China is home currently to 241 million people over the age of 60, approximately 17% of the population. By 2050, the elderly will number around 500 million and account for more than one-third of the population. According to a report on Monday by Bloomberg News, the Chinese government has grown so alarmed by these developments that it's preparing to scrap all limits on the number of children that a family can have. By early next year, the infamous one-child and -- more recently -- two-child policies should be no more.
That decision is worth celebrating as a victory for reproductive rights. On its own, however, it won't inspire a baby boom. To encourage Chinese to have more children, the government is going to have to overcome some deeply ingrained biases and make it easier -- not harder -- for women to work while raising kids. China's been ageing since at least 1965, when the country's modern fertility rate peaked. Several factors contributed to the subsequent decline, including the Cultural Revolution and coercive Maoist campaigns to promote later marriages, greater spacing between births, and fewer children. By one accounting, as much as three-quarters of China's fertility decline since 1970 took place even before the government introduced the one-child policy late in that decade.
Indeed, despite being often brutally enforced, the policy's impact on China's fertility rate, population and gender balance appears to have been limited. During the 1980s, the most intense period of enforcement, China's fertility rate hardly changed at all. When the rate began to decline again in the 1990s, finally falling below replacement value, economic changes appear to have been the cause. Young Chinese, especially women, suddenly had greater access to education and jobs. To escape the burdens of small-town China, where they were expected to stay in the home and raise families, millions of women migrated to cities and took up factory work. Others took advantage of an expanding education system. Today, 52% of Chinese women enrol in tertiary education while fewer than 40% of men do the same. Career independence is a common goal, with 63.3% of women participating in the workforce.
These women face discrimination, even from the government, for choosing work over children. Since 2007, the government has promoted the term "leftover women" to scapegoat successful, educated, unmarried, urban women over the age of 27. The official attitudes trickle down to workplaces, where according to one 2017 survey, 43% of women with graduate degrees experienced employment discrimination (compared to 22% overall). Likewise, married women without children and women in prime child-bearing years were much more likely to face discrimination than their peers.

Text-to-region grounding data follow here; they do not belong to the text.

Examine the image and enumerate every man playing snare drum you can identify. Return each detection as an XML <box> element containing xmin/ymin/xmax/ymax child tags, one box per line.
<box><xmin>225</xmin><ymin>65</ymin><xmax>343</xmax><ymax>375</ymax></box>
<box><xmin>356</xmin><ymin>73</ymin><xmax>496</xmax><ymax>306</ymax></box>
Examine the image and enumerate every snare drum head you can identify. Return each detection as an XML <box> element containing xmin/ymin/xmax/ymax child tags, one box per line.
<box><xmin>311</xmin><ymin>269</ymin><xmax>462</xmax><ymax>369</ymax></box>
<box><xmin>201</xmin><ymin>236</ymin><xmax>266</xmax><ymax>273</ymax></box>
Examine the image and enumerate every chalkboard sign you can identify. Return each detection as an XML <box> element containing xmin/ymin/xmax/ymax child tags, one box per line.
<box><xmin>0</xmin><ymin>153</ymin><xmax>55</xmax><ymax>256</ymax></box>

Pushing women to leave the workforce to have kids will hardly help matters. At a time when the cost of raising children in China is becoming ever more expensive, women need equal access to the job market and equal pay. The first step should be to ensure both by actively enforcing anti-discrimination laws. That's part of a successful approach that Sweden adopted as early as the 1930s to boost a declining fertility rate, and there's no reason -- beyond political will -- that it couldn't be successful in China, too.
Officials also need to rethink well-meaning policies that are designed to help working women. For example, last year the government expanded parental-leave policies in 30 provinces. Yet rather than be embraced by the public, the decision was widely dismissed as yet another excuse for employers to avoid hiring and promoting women of child-bearing age. Instead of lengthening leaves, they should be shortened and be made more generous.
They should then be supplemented with the introduction of a universal childcare programme. While expensive, that's not as far-fetched as it might seem. After all, China is keen to expand its service economy and childcare is an excellent way to boost employment. If employment shortages emerge, migrants from Southeast Asia could help fill the gap. A programme could be rolled out in stages from expensive cities to the rural countryside, where demand is lower due to the presence of extended families and grandparents.
There's no question that China's low fertility rate is a long-term burden. But it's also a reminder of the extraordinary economic and social progress the country has made over four decades. As China looks to increase its population, it should do so by embracing those changes, not seeking to reverse them. - Bloomberg
Adam Minter is a Bloomberg columnist.